As the fates would have it, I went skiing in Italy before Christmas and managed to secure around four hours of private tuition for the princely sum of sod all. I am definitely the luckiest beginner skier in the land, if not the finest. Enough qualifications to review an app designed to help you learn to ski.
Following my lessons, I felt as though I made a big leap forward in terms of my skill level. I was parallel turning with confidence while comfortably handling the pace, but I’ll admit that I was struggling to piece together the various techniques my instructor was drip-feeding me. The rate at which he was showing me new things seemed to imply that he had a natural on his hands, but I was much less convinced. It’s all part of the learning curve though and overall it was a pretty cool feeling to be skiing confidently, if not perfectly.
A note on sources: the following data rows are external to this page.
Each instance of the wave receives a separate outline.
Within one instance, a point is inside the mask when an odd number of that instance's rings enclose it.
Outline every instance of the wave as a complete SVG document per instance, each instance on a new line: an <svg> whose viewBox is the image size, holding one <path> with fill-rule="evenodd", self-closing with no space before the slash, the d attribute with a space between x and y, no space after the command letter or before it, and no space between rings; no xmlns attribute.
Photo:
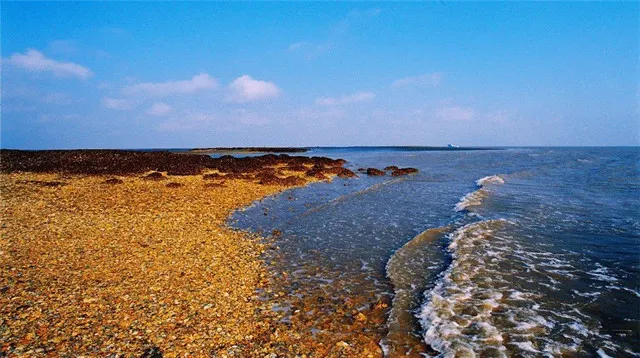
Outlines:
<svg viewBox="0 0 640 358"><path fill-rule="evenodd" d="M489 240L493 230L504 223L504 220L481 221L465 225L450 235L448 250L453 261L427 294L419 315L425 329L425 342L445 356L473 355L481 343L494 347L494 355L503 355L506 350L498 328L487 319L498 307L502 293L476 292L474 287L474 278L482 269L474 255L474 246L478 241ZM464 338L470 335L475 336L474 339L466 342Z"/></svg>
<svg viewBox="0 0 640 358"><path fill-rule="evenodd" d="M380 342L385 356L404 356L416 347L426 348L414 313L422 304L423 292L444 269L441 245L450 230L450 227L441 227L421 232L387 262L386 273L393 284L394 297L387 319L388 333Z"/></svg>
<svg viewBox="0 0 640 358"><path fill-rule="evenodd" d="M489 192L485 189L485 186L492 184L504 184L504 179L499 175L490 175L484 178L476 180L478 190L463 196L455 206L455 211L469 210L469 207L482 205L482 201L489 195Z"/></svg>
<svg viewBox="0 0 640 358"><path fill-rule="evenodd" d="M580 304L549 300L549 290L572 279L559 274L547 290L545 280L554 268L573 267L558 254L525 250L514 240L517 226L484 220L449 234L451 265L425 294L418 316L425 343L444 357L573 355L594 343L619 351ZM611 282L605 273L589 274Z"/></svg>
Features? – It’s in the name
“In fact I’m going to go out on a limb and say that you have to go skiing to learn to ski.”
All this brings me to today’s topic – an iPhone app, ‘How To Ski’. It’s a succinct app containing 16 videos with instructors talking about, and then demonstrating, various skiing techniques. It doesn’t cover the very basics of skiing, and quite rightly too – with all the will in the world it’s very difficult to learn to ski with just a video. In fact I’m going to go out on a limb and say that you have to go skiing to learn to ski.
There’s no way around that, but that’s not a criticism of the app. What it does really well is condense loads of those little technique tips that I was struggling to remember, into short, well-produced videos. Personally I think it’s really useful to refer to when you’re skiing outside of lessons, plus there’s a good range of topics that cater to more than just the beginner or intermediate.
I actually picked up an enlightening tip on the very first video I watched. In the clip about stance and balance, Colin Tanner explains that a lot of teachers say you must lean forward, which is exactly what I was told in Italy. It’s not quite right though. He argues that you need to maintain a centred, balanced stance that shifts as the gradient of the slope changes – which in hindsight is what I was trying to do – so the constant niggle to lean forward never quite sat right with me.
The topics cover parallel turns, carving, steep skiing and navigating bumps. The summary videos are quite short while the longer ones can go up to around two minutes, so either way they’re all really convenient to watch when you’ve got a few spare moments.
On a chairlift perhaps, although I won’t be doing that myself – I’ll probably drop my phone, my gloves or both. Do chairlift-multitasking skills improve as your skiing gets better? How many items roll down the hill once the snow thaws? I’d love to know.
Anyway, I digress. How To Ski is available for the iPhone via the App Store – go and check it out.